Of all the major national dailies, only one — the Chicago Tribune — put the Plame story on the front page. Everyone else stuffed it — the Washington Post (page 2), the NY Times (page 16), the LA Times (page 9), and USA Today (page 7). I guess it’s fairly routine to have a sitting president speak to federal investigators as part of a White House criminal investigation. Ho hum.

Since the White House acknowledged yesterday’s “meeting,” we’ve learned a few details.

* Bush was not under oath, but was still required to be honest.

Bush was not questioned under oath, but he did remain under an obligation to testify truthfully and, technically if not practically, he remained liable to be charged with a false statement if prosecutors found he had failed to answer completely or honestly.

* It’s hard to say just how helpful Bush was.

Asked if Bush had answered every question, McClellan said, “The president was glad to do his part to cooperate with the investigation.

* The White House is still cagey about what Bush does or doesn’t know about the crime.

McClellan, who said he was not in the meeting, was asked if Bush had any information about who leaked Plame’s name. “That’s just getting into questions that are best directed to the officials in charge of the investigation,” he said.

* The interview lasted about 70 minutes, but there may have been restrictions on its length.

Asked if the White House had set a time limit, he said it would be “wrong to characterize it that way.”

* We may not be hearing much more about this for a while.
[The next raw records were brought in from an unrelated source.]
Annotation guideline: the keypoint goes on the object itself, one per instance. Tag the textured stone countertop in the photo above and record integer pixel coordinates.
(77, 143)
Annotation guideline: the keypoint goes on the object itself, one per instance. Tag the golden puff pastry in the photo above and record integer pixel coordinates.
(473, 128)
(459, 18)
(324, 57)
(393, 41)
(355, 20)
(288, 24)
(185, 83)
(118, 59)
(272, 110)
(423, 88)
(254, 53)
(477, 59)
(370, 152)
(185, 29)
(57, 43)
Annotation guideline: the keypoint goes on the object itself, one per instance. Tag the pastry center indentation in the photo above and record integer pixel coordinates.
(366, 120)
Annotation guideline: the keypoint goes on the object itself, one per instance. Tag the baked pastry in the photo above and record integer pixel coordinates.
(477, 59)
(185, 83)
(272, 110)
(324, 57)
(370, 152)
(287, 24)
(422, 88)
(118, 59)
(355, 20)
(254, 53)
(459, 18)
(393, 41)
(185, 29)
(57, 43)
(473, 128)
Mr. Fitzgerald, according to some lawyers in the case, is now likely to move into a quiet period of several weeks to weigh the accumulated evidence and consider whether to charge anyone with a crime.


And just as an aside, the Big Dog himself was asked about the Plame Game in an interview with Salon.
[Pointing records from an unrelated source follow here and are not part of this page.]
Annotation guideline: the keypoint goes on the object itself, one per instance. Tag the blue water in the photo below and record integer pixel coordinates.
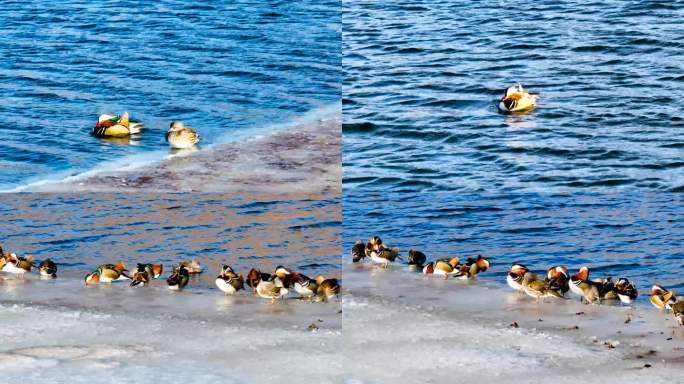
(81, 231)
(222, 67)
(591, 176)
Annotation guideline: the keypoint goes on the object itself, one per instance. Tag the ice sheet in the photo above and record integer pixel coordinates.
(74, 334)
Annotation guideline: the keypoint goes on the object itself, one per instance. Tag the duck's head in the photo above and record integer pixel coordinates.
(529, 276)
(226, 269)
(622, 283)
(375, 242)
(482, 263)
(416, 257)
(519, 269)
(557, 272)
(104, 117)
(92, 277)
(513, 89)
(176, 126)
(658, 290)
(454, 262)
(358, 251)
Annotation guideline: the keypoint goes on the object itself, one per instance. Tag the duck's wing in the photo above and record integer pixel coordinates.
(189, 134)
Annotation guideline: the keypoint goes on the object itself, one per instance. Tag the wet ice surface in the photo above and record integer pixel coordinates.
(77, 334)
(421, 329)
(301, 156)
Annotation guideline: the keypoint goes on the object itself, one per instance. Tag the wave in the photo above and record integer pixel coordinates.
(191, 169)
“What happened to [Joseph Wilson’s] wife was unforgivable as well as illegal — and potentially dangerous, and damaging to our intelligence networks,” Clinton said. “And it plainly came from someone who didn’t like the fact that Joe didn’t give the accepted line [on Iraq]. So it’s hard for me to believe they can’t find out who outed her. And I would have gone to extraordinary lengths to find that out, and then taken the appropriate steps.”